Insight & Analysis

APAC’s tax landscape is becoming increasingly complex

Published: May 2017

A new study by Deloitte highlights that multiple forces are creating a myriad of challenges for multinationals operating across the region.

‘Tax regimes are becoming more complicated’ is a phrase that no business wants to hear. Yet, according to the findings of Deloitte’s 2017 Asia Pacific Tax Complexity Survey, this is exactly what is happening across the region.

The complexity is being driven by a concoction of political, economic and social forces that are seeing governments aim to create an environment that delicately balances the need to attract investment whilst also protecting the tax base.
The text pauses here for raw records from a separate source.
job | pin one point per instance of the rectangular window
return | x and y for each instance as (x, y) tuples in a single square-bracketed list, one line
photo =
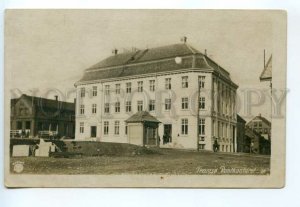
[(82, 92), (140, 105), (106, 89), (106, 127), (201, 81), (128, 106), (201, 126), (167, 104), (184, 82), (81, 109), (27, 125), (184, 126), (128, 87), (94, 108), (106, 108), (185, 103), (117, 127), (140, 86), (202, 103), (94, 91), (201, 146), (117, 107), (168, 83), (152, 105), (81, 127), (19, 125), (118, 88), (152, 85)]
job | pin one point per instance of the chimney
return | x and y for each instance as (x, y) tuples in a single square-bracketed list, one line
[(115, 51), (183, 39)]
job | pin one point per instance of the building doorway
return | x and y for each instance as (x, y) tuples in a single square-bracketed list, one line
[(93, 131), (167, 137)]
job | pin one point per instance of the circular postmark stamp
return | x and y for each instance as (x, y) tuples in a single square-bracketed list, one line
[(18, 166)]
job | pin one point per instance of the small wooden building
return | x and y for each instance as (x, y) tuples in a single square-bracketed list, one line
[(143, 129)]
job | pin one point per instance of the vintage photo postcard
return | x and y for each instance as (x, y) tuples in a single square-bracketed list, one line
[(145, 98)]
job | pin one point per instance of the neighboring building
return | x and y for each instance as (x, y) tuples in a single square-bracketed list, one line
[(192, 97), (266, 74), (33, 116), (261, 125), (240, 135)]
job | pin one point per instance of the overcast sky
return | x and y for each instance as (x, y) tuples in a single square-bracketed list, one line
[(51, 49)]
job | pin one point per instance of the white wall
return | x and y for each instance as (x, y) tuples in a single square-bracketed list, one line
[(173, 116)]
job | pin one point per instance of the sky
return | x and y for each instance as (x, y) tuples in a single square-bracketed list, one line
[(50, 49)]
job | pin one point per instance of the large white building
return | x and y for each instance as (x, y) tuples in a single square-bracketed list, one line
[(186, 91)]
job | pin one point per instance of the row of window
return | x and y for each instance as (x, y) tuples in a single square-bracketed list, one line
[(168, 86), (140, 105), (184, 127), (223, 129)]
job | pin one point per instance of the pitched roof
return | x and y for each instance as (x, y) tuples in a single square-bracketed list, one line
[(142, 116), (45, 103), (262, 119), (266, 75), (154, 60), (240, 119)]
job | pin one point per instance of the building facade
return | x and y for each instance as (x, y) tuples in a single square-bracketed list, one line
[(193, 98), (241, 139), (35, 117), (261, 125)]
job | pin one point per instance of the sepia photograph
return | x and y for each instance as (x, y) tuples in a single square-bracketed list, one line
[(145, 98)]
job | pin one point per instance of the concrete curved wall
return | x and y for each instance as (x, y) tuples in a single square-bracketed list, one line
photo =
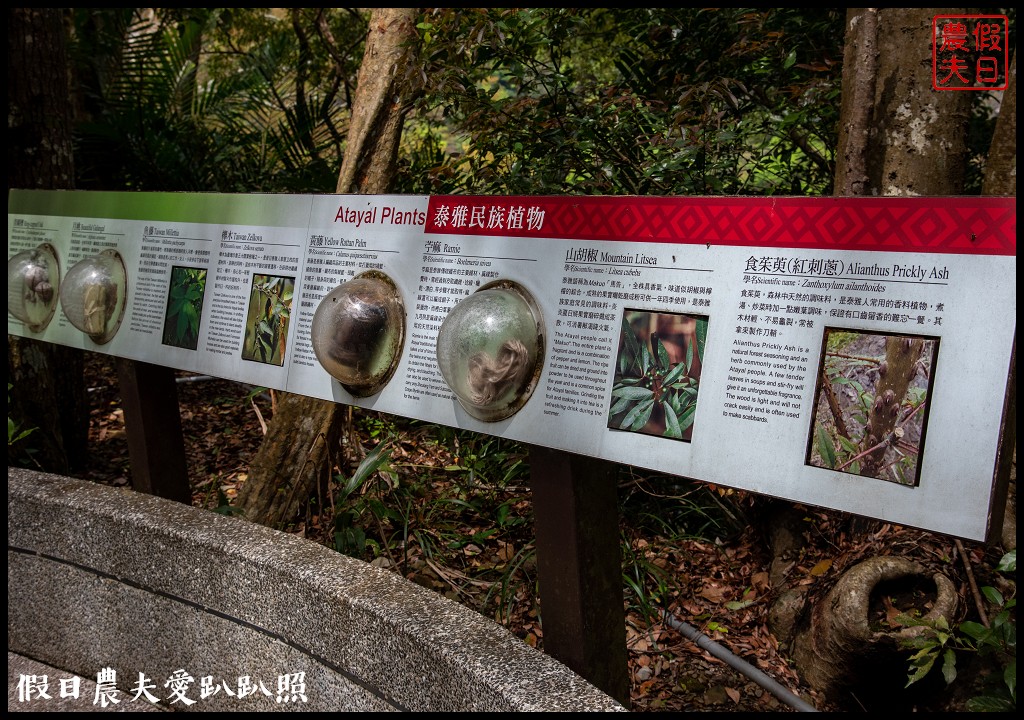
[(99, 577)]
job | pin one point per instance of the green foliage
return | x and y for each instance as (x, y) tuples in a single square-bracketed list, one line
[(940, 645), (462, 526), (15, 429), (647, 382), (269, 311), (631, 99), (216, 99), (184, 307)]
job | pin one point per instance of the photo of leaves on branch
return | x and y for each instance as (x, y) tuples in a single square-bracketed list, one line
[(871, 408), (657, 374), (266, 326), (184, 307)]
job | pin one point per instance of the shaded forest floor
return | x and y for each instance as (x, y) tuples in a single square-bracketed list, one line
[(452, 511)]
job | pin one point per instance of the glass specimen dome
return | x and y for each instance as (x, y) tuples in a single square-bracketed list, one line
[(92, 295), (489, 350), (33, 279), (357, 332)]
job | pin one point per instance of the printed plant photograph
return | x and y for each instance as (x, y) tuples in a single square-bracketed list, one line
[(266, 325), (184, 307), (657, 373), (871, 405)]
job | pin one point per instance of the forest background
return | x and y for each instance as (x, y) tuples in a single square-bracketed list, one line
[(498, 101)]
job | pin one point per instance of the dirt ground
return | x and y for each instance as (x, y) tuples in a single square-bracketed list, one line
[(719, 587)]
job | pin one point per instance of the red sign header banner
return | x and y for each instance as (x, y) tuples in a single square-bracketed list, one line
[(968, 225)]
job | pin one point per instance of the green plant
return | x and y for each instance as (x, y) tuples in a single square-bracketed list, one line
[(997, 640), (350, 505), (15, 430), (654, 390)]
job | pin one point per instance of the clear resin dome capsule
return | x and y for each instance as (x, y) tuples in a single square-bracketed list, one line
[(33, 280), (93, 293), (357, 333), (489, 350)]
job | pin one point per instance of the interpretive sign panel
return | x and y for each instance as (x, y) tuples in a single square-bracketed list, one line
[(851, 353)]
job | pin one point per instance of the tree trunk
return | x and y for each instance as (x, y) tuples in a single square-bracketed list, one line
[(1000, 166), (48, 388), (897, 137), (895, 374), (918, 137), (1000, 178), (304, 432), (843, 646)]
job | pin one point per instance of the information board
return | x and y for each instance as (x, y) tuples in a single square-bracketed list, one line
[(849, 353)]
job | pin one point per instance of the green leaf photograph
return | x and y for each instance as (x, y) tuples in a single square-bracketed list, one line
[(657, 374), (184, 307), (266, 327)]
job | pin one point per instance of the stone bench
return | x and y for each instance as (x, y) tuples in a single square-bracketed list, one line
[(99, 577)]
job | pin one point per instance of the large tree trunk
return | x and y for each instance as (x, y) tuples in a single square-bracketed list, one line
[(48, 388), (303, 434), (1000, 178), (897, 137)]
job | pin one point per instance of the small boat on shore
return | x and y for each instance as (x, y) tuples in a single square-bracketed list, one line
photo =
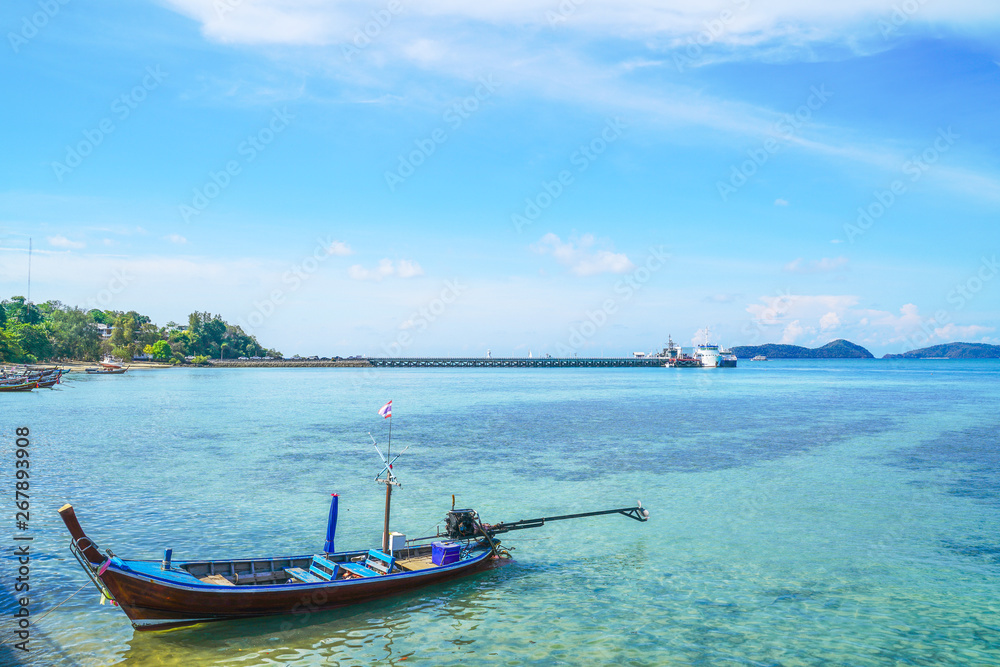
[(105, 371), (168, 593), (110, 362), (18, 386)]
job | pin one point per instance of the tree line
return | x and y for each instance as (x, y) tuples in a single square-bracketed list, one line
[(31, 333)]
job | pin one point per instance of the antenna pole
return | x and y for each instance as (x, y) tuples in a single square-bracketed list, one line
[(388, 489)]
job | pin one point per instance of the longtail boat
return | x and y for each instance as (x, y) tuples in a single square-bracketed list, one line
[(105, 371), (18, 386), (167, 593)]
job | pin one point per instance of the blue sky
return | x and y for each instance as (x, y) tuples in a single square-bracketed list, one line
[(580, 177)]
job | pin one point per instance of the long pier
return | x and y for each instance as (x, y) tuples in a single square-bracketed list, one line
[(516, 362)]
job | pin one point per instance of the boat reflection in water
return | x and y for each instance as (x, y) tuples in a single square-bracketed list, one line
[(164, 594)]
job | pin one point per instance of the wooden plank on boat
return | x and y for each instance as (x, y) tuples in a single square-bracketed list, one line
[(413, 564)]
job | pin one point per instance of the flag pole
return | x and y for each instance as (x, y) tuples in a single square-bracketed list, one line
[(388, 488)]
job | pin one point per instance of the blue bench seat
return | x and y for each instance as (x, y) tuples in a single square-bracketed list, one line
[(360, 570), (325, 569), (303, 576)]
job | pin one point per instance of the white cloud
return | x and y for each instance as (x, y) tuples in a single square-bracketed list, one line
[(461, 40), (312, 22), (580, 259), (339, 249), (825, 265), (404, 268), (793, 331), (952, 332), (60, 241), (829, 322)]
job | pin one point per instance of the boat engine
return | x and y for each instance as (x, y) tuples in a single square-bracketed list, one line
[(461, 524)]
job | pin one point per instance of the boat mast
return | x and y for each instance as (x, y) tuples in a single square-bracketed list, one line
[(390, 477), (388, 490)]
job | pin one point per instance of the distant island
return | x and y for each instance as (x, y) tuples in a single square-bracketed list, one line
[(951, 351), (837, 349)]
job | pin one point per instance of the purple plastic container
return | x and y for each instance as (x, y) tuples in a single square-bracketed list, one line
[(445, 553)]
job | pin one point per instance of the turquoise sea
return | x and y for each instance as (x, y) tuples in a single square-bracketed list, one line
[(802, 512)]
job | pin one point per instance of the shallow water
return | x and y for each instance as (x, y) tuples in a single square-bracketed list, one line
[(802, 512)]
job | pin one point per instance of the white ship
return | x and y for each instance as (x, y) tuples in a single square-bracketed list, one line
[(711, 356)]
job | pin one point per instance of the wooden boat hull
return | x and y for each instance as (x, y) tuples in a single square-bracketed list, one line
[(26, 386), (184, 594), (153, 603)]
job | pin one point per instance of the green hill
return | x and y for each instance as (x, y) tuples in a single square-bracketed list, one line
[(837, 349), (951, 351)]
In Asia Pacific, this is a fairly new phenomenon as countries have been able to attract investment through the growth potential of their economies. In many cases, however, this growth has slowed meaning that tax policies are becoming increasingly important to attract businesses.

Key findings

Deloitte’s study was conducted between December 2016 and January 2017 and attracted 331 respondents across the region. Of these respondents, 35% said that tax regimes have become more complex in the past three years.

Unsurprisingly, given the disparate nature of the region, some countries were considered to be more complicated than others. In China and India, for instance, over half of respondents cited that complexity in these countries has increased in recent years.

On the other hand, countries such as Hong Kong, Macao and Singapore were ranked the lowest in terms of complexity. Again, this is unsurprising given that these countries have some of the simplest tax requirements and regimes in the region.

In a changing environment, one thing that companies want is predictability. Yet, according to the study, nearly a quarter of respondents believe that tax regimes have become less predictable in the past three years. The most predictable tax environments are once again in the more developed countries, whilst countries such as China, India and Indonesia have lower levels of predictability.

In terms of fairness, countries like Australia, New Zealand and Singapore are considered to have the fairest tax regimes and respondents had the highest confidence in their appeal systems and authorities.

Consistent with other findings, Indonesia is a challenge in terms of fairness. The report cites that many companies are questioning the fairness of their tax audits and that there is a lack of confidence in the appeal system. The same can be said for China and India.

The impact of BEPS

Underlying all of these findings in the OECD’s Base Erosion Profit Shifting (BEPS) measures that are currently being implemented across the region. The adoption of BEPS by the region’s various markets is seen by respondents see as being the most critical reform in many countries.

Yet BEPS is also something that concerns the vast majority of companies with 85% believing that it will cause a significant change in how multinationals around the world are being taxed.

According to Deloitte “some respondents’ concerns may arise from an expectation of increased compliance and documentation burdens”.

Business decisions

Tax has always been an important area for businesses, but it seems, according to the survey, that the increasing complexity of tax regimes across the region is seeing it play a more central role in decision-making with 65% saying that complexity, consistency or predictability in tax regimes had a strong, or at least some, influence in decisions to enter or exit certain countries.

Companies are also increasingly focused on tax social responsibility, with 99% saying they have adjusted how tax is managed in the company due to this factor.

Given the increasing complexity of tax regimes and focus on tax social responsibility Deloitte has found that companies will devote more resources to tax management, especially in countries like China and India where the complexity is acuter.

Companies will also be investing more resources to tax management in those countries critical to their operations like Hong Kong and Singapore. This may be because many multinationals are headquartered in these markets, meaning that they will be “generating significant intercompany flows”.